Я испугался не количества работы, хотя и она сделана была лишь на пятую часть; я вдруг понял и ужаснулся самому себе, тому, что мне могло прийти в голову, что я поверил, будто у меня хватит любви на всех этих людей, хватит сил всех их полюбить, – у меня одного. Я ведь на это подрядился, именно это обещал Господу, а не простую запись их исповедей. Я увидел, как мало во мне любви; я просто писал и писал, иногда мне было интересно, и тогда я слушал и писал с удовольствием, иногда – не очень; я относился к больным хорошо, сочувствовал им, гордился, что и те, кто мне любопытен и кто нет, для меня равны, – но разве здесь была любовь?
И сразу же я понял, что они все, вся очередь давно знает, что я самозванец, не питает никаких иллюзий насчет того, что во мне нет и не может быть столько любви, что я обычный человек, не лучше и не хуже остальных.
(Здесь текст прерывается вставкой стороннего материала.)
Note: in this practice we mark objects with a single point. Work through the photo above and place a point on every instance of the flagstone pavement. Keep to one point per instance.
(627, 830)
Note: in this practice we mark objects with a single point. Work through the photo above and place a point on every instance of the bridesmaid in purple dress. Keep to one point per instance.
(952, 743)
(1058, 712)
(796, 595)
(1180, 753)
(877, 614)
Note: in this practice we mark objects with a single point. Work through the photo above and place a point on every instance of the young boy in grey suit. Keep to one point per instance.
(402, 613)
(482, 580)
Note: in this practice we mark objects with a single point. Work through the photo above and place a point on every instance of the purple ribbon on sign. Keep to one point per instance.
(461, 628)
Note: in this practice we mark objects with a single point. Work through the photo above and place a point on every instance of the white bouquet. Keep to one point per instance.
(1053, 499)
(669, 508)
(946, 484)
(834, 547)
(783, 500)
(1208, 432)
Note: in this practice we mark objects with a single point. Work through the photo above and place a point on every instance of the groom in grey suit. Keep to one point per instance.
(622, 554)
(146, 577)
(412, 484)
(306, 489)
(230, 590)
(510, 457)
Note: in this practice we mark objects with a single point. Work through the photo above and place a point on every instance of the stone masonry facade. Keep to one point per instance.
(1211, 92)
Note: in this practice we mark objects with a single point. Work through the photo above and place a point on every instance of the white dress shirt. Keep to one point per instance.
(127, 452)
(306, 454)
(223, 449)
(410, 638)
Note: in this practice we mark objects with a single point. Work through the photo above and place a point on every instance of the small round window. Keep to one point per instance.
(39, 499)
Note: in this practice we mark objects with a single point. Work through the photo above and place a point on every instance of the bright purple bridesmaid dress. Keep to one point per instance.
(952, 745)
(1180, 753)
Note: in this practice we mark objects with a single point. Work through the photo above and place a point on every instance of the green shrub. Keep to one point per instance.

И всё же они не расходились, по-прежнему день за днем стояли у моей кровати. И я знал, почему они будут вот так стоять, пока не наступит конец. В них до сих пор жила надежда на чудо: ведь Господь мог дать мне эту любовь. Они видели: навсегда Он ушел, бросив человека, или еще только уходит, так и так Он дальше и дальше от них, и они тоже дальше и дальше от Него, и всё равно они стояли у раздачи, веруя, что им достанется хлеба любви. Того хлеба, которым Господь питал человека со времен Адама, но который не сделал человека лучше: столько в нем было зла. В самом деле, что стоило Господу меня обелить, сделать, чтобы я перестал быть самозванцем, – ведь я и вправду хотел добра; если же нет, то и без чуда вместе, среди своих, стоять им было теплее. И потом, они уже начали любить друг друга и боялись разрыва. В жизни они теряли чересчур много и часто, чтобы не бояться этого.